[DB-SIG] Fwd: RE: [Python-Dev] RE: Adding decimal (aka FixedPoint) numbers to Python
Fri, 20 Dec 2002 10:50:07 -0500
There has been a discusion of adding a "decimal" number type to core
distribution on the python-dev mailing list over the past couple weeks. This
new type would likely be used most often for financial data that is stored in
SQL databases. Tim Peters describes two different types of decimal numbers in
the forwarded message that is attached to this message. I do not have the
insight into the typical SQL database use of decimal numbers. Are they the
fixed point type numbers that Tim has implemented in FixedType (with "banker"
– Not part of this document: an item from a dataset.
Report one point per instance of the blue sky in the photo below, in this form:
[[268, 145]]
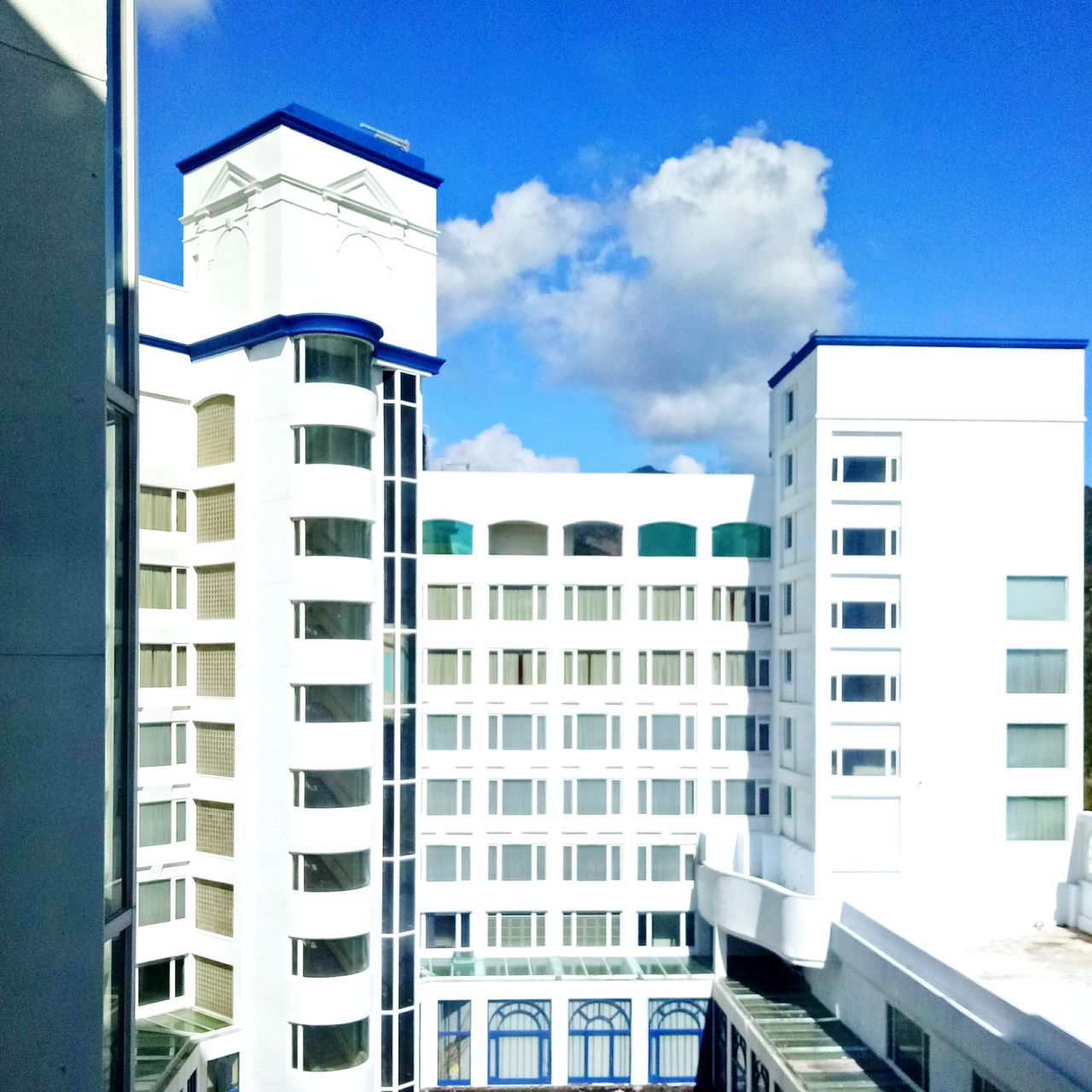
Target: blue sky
[[948, 191]]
rounding properties), or are they the Cowlishhaw float numbers as described
by Tim? My objective in pushing for adding a decimal type is to have useful
decimal numbers that for manipulating data from SQL databases added to
Python, I'd like to make sure those numbers have the right semantics for that
---------- Forwarded Message ----------
Subject: RE: [Python-Dev] RE: Adding decimal (aka FixedPoint) numbers to
Date: Thu, 19 Dec 2002 00:58:37 -0500
From: Tim Peters <firstname.lastname@example.org>
To: Michael McLay <email@example.com>, firstname.lastname@example.org
> be a reasonable start. I am concerned about one thing. Will the
> fixed point implementation you have implemented be backwards
> compatible with an implementation of Cowlishaw's decimal numbers?
Nope. Any scheme that can lose information is, in general, incompatible
with any other scheme that can lose information, unless they lose
information in identical ways in all cases. Since Cowlishaw's is a floating
scheme, and FixedPoint is a fixed scheme, they'll get different results in
some information-losing cases.
Examples aren't hard to find. Here's one: what's 13% of 100006.73?
The true result is exactly 10000673 * 13 / 10000 = 13000.8749.
Do that via fixed-points with 2 digits after the decimal point, and it's
rounded down to 13000.87 (which is the best possible result if you get to
keep no more than two digits after the decimal point).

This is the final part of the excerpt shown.